Kurz bevor der iranische Präsident Ebrahim Raisi am 21. September bei den Vereinten Nationen in New York seine Rede gehalten hat, in welcher er die Entwicklungen im eigenen Land verschwieg, wurde in weiten Teilen des Iran und insbesondere in Ostkurdistan das Internet abgeschnitten. Zunächst wurden Social-Media-Plattformen wie Instagram und der Messengerdienst WhatsApp blockiert, danach das komplette Internet abgeschaltet. Das iranische Regime versucht so nicht nur die Kommunikation unter den Protestierenden zu unterbinden, sondern auch zu verhindern, dass Informationen über die Ereignisse an die Außenwelt gelangen. Die Menschen befürchten eine totale Eskalation seitens des Regimes. Es gibt verschiedene Zahlen über Getötete und Verwundete. So veröffentlichte die „Hengaw Organization for Human Rights“ am 22. September folgende Zahlen: 15 Getötete, 733 Verletzte, dutzende Entführte und mehrere tausend Verhaftungen mit steigender Tendenz. Folgende Personen sind den Angaben nach durch die iranischen Sicherheitskräfte bislang getötet worden (nahezu alle genannten Städte sind ostkurdische Städte und die meisten Getöteten sind Kurd:innen):

  • In Ûrmiye: Farjad Darwishi, Abdulla Mohammadpour, Matin Abdullapour, Dansh Rahnima, Amin Marafat, Milan Haqiqi und Sadruddin Litani.
  • In Dîwandere: Foad Qadimi und Mohsen Mohammadi
  • In Seqiz: Faridoun Mahmoudi
  • In Kirmaşan (Kermanschah): Mino Majidi
  • In Şahabad (Islamabad-e-gharb): Saeid Mohammadi
  • In Îlam: Mohsen Qaisari
  • In Dêgûlan (Dehgolan): Reza Lotfi
  • Pîranşar (Piranschahr): Zakarya Khayal

In den sozialen Medien verbreiten sich nach aktuellem Stand verschiedene Aussagen und Gerüchte. So soll zum Beispiel in Seqiz und in anderen Städten der Ausnahmezustand ausgerufen worden sein und das Militär soll in die Städte mit Panzern einmarschiert sein. Andernorts hieß es mehrfach, dass Soldaten und Polizisten mit scharfer Munition auf Zivilist:innen schießen.

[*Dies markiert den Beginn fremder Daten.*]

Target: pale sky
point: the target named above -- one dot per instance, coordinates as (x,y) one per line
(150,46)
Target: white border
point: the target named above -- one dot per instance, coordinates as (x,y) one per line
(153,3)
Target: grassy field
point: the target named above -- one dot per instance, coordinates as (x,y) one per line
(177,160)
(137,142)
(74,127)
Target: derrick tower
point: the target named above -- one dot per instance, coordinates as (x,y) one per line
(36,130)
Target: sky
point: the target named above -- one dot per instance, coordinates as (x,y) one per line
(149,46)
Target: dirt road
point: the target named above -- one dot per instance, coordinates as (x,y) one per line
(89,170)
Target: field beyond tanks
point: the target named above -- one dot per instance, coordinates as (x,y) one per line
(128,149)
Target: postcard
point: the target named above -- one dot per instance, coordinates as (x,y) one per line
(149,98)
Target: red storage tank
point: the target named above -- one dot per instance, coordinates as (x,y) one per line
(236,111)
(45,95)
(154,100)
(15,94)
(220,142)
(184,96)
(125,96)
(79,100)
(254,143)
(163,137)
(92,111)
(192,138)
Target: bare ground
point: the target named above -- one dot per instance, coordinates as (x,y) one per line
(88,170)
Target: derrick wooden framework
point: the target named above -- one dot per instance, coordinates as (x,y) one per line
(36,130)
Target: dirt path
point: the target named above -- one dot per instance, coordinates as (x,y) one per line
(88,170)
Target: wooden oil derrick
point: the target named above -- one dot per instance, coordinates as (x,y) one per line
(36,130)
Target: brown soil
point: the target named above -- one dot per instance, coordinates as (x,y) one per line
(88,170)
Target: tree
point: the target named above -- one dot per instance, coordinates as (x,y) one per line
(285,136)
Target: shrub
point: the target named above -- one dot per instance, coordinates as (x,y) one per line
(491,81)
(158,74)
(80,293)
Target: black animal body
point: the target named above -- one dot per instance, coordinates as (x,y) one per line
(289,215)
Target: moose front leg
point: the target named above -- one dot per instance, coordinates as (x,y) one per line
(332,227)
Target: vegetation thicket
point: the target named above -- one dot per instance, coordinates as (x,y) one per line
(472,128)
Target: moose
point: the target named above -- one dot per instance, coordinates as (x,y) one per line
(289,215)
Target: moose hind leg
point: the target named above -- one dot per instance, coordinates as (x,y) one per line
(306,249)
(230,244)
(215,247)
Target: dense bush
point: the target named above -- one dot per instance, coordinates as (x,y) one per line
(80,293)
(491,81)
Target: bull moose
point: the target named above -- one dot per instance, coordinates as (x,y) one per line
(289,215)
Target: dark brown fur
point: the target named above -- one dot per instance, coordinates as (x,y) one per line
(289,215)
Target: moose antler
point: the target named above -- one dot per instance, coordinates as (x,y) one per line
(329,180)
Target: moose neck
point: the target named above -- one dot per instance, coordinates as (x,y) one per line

Doch trotz der eskalierenden Gewalt durch das iranische Regime lässt sich jetzt schon sagen,  dass die Aufstände tiefgreifende Veränderungen mit sich bringen werden. Das Mullah-Regime hat bisher mit Angst und Gewalt die Menschen zum Schweigen gebracht. Die Mauer des Schweigens wurde nun durchbrochen. Die Menschen – vor allem die Frauen – haben sich nun erhoben und sind sich selbst und ihrer Kraft einmal mehr bewusst geworden.


[1] Ostkurdistan; Hauptsiedlungsgebiete der Kurd:innen im Iran, die nach den heutigen Nationalstaatsgrenzen im westlichen Iran liegen und das Epizentrum der landesweiten Proteste sind.